From: Vladislav Bolkhovitin
Date: Tue Oct 23 2012 - 15:53:07 EST


æèç Yang Su Li, on 10/11/2012 12:32 PM wrote:
I am not quite whether I should ask this question here, but in terms
of light weight barrier/fsync, could anyone tell me why the device
driver / OS provide the barrier interface other than some other
abstractions anyway? I am sorry if this sounds like a stupid questions
or it has been discussed before....

I mean, most of the time, we only need some ordering in writes; not
complete order, but partial,very simple topological order. And a
barrier seems to be a heavy weighted solution to achieve this anyway:
you have to finish all writes before the barrier, then start all
writes issued after the barrier. That is some ordering which is much
stronger than what we need, isn't it?

As most of the time the order we need do not involve too many blocks
(certainly a lot less than all the cached blocks in the system or in
the disk's cache), that topological order isn't likely to be very
complicated, and I image it could be implemented efficiently in a
modern device, which already has complicated caching/garbage
collection/whatever going on internally. Particularly, it seems not
too hard to be implemented on top of SCSI's ordered/simple task mode?

Yes, SCSI has full support for ordered/simple commands designed exactly for that task: to have steady flow of commands even in case when some of them are ordered. It also has necessary facilities to handle commands errors without unexpected reorders of their subsequent commands (ACA, etc.). Those allow to get full storage performance by fully "fill the pipe", using networking terms. I can easily imaging real life configs, where it can bring 2+ times more performance, than with queue flushing.

In fact, AFAIK, AIX requires from storage to support ordered commands and ACA.

Implementation should be relatively easy as well, because all transports naturally have link as the point of serialization, so all you need in multithreaded environment is to pass some SN from the point when each ORDERED command created to the point when it sent to the link and make sure that no SIMPLE commands can ever cross ORDERED commands.
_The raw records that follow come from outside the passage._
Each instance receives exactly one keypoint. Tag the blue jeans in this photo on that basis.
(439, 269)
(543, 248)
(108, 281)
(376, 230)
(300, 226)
You can see how it is implemented in SCST in an elegant and lockless manner (for SIMPLE commands).

But historically for some reason Linux storage developers were stuck with "barriers" concept, which is obviously not the same as ORDERED commands, hence had a lot troubles with their ambiguous semantic. As far as I can tell the reason of that was some lack of sufficiently deep SCSI understanding (how to handle errors, believe that ACA is something legacy from parallel SCSI times, etc.).

Hopefully, eventually the storage developers will realize the value behind ordered commands and learn corresponding SCSI facilities to deal with them. It's quite easy to demonstrate this value, if you know where to look at and not blindly refusing such possibility. I have already tried to explain it a couple of times, but was not successful.

Before that happens, people will keep returning again and again with those simple questions: why the queue must be flushed for any ordered operation? Isn't is an obvious overkill?